Prometheus Configuration

# prometheus.yml
scrape_configs:
  - job_name: 'telefuser'
    static_configs:
      - targets: ['localhost:8000']
    metrics_path: /metrics

Example Output

# HELP telefuser_tasks_created_total Total number of tasks created
# TYPE telefuser_tasks_created_total counter
telefuser_tasks_created_total 100

# HELP telefuser_task_duration_seconds Duration of task execution in seconds
# TYPE telefuser_task_duration_seconds histogram
telefuser_task_duration_seconds_bucket{le="0.005"} 10
telefuser_task_duration_seconds_bucket{le="0.01"} 25
telefuser_task_duration_seconds_bucket{le="0.025"} 45
telefuser_task_duration_seconds_bucket{le="0.05"} 60
telefuser_task_duration_seconds_bucket{le="0.1"} 75
telefuser_task_duration_seconds_bucket{le="0.25"} 85
telefuser_task_duration_seconds_bucket{le="0.5"} 92
telefuser_task_duration_seconds_bucket{le="1.0"} 97
telefuser_task_duration_seconds_bucket{le="2.5"} 99
telefuser_task_duration_seconds_bucket{le="5.0"} 100
telefuser_task_duration_seconds_bucket{le="10.0"} 100
telefuser_task_duration_seconds_bucket{le="+Inf"} 100
telefuser_task_duration_seconds_sum 45.5
telefuser_task_duration_seconds_count 100

# HELP telefuser_gpu_0_memory_used_bytes GPU 0 memory used in bytes
# TYPE telefuser_gpu_0_memory_used_bytes gauge
telefuser_gpu_0_memory_used_bytes 8589934592

Configuration Options

Option Type Default Description
enabled bool True Enable metrics collection
enable_stage_metrics bool True Enable stage-level metrics
enable_gpu_metrics bool True Enable GPU metrics
enable_http_metrics bool True Enable HTTP request metrics
enable_queue_metrics bool True Enable queue metrics
gpu_metrics_interval float 5.0 GPU collection interval (seconds)
histogram_buckets list[float] [0.005, 0.01, ...] Default histogram buckets
metrics_path str "/metrics" HTTP endpoint path
namespace str "telefuser" Metric name prefix
gpu_platform str "auto" GPU platform (nvidia/amd/auto)

Advanced Usage

Custom Collectors

Add custom metrics from external sources:

from telefuser.metrics import get_metrics_registry

def custom_collector():
    """Collect custom metrics."""
    return [
        "# HELP custom_metric My custom metric",
        "# TYPE custom_metric gauge",
        f"custom_metric {get_custom_value()}",
    ]

registry = get_metrics_registry()
registry.add_custom_collector(custom_collector)

Multiple Registries

from telefuser.metrics import MetricRegistry

# Create separate registries for different purposes
app_registry = MetricRegistry(namespace="app")
system_registry = MetricRegistry(namespace="system")

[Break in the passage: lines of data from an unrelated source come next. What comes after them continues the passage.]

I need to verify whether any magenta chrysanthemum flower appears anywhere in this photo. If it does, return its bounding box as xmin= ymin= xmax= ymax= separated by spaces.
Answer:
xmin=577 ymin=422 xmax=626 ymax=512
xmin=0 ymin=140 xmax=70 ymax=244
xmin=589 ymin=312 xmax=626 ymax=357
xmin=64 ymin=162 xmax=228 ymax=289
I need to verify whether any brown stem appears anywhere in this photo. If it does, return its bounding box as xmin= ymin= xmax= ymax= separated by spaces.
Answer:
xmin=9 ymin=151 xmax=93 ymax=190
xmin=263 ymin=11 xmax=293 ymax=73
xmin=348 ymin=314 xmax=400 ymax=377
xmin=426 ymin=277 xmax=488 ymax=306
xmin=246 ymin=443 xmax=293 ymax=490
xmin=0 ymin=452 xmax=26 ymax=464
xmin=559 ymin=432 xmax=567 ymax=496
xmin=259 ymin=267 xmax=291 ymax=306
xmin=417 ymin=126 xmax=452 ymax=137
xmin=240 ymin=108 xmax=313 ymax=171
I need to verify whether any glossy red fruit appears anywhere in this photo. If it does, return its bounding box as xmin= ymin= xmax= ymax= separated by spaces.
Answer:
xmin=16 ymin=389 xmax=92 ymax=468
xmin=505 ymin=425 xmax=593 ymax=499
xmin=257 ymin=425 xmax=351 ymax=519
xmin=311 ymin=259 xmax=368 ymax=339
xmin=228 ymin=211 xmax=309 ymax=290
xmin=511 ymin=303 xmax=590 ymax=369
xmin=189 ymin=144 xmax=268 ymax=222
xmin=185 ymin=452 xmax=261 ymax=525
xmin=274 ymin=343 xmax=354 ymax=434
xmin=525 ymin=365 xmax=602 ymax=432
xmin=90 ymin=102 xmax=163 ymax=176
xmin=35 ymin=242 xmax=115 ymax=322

# Each registry is independent
app_registry.counter("requests", "App requests")
system_registry.gauge("cpu_usage", "CPU usage")

Reset Metrics

# Reset specific metric
counter.reset()

# Reset all metrics in registry
registry.reset_all()

# Clear all metrics
registry.clear()

Best Practices

1. Naming Conventions

Follow Prometheus naming conventions:

# Good
registry.counter("http_requests_total", "...")
registry.histogram("request_duration_seconds", "...")
registry.gauge("memory_used_bytes", "...")

# Avoid
registry.counter("httpRequests", "...")  # Use snake_case
registry.gauge("memory", "...")  # Include unit

2. Use Appropriate Types

  • Counter: Cumulative values (requests, errors, bytes)
  • Gauge: Current state (queue size, memory, temperature)
  • Histogram: Distributions (latency, size)
  • Summary: Quantiles (p50, p95, p99)

3. Meaningful Labels

# Good - dimensions for aggregation
registry.counter(
    "http_requests_total",
    "Total HTTP requests",
    labels={"method": "GET", "endpoint": "/api/users"},
)

# Avoid - high cardinality
registry.counter(
    "http_requests_total",
    "...",
    labels={"user_id": "12345"},  # Too many unique values!
)

4. Histogram Buckets

Choose buckets appropriate for your data:

# For latency (seconds)
buckets=[0.001, 0.005, 0.01, 0.025, 0.05, 0.1, 0.25, 0.5, 1.0]

# For file sizes (bytes)
buckets=[100, 1000, 10000, 100000, 1000000, 10000000]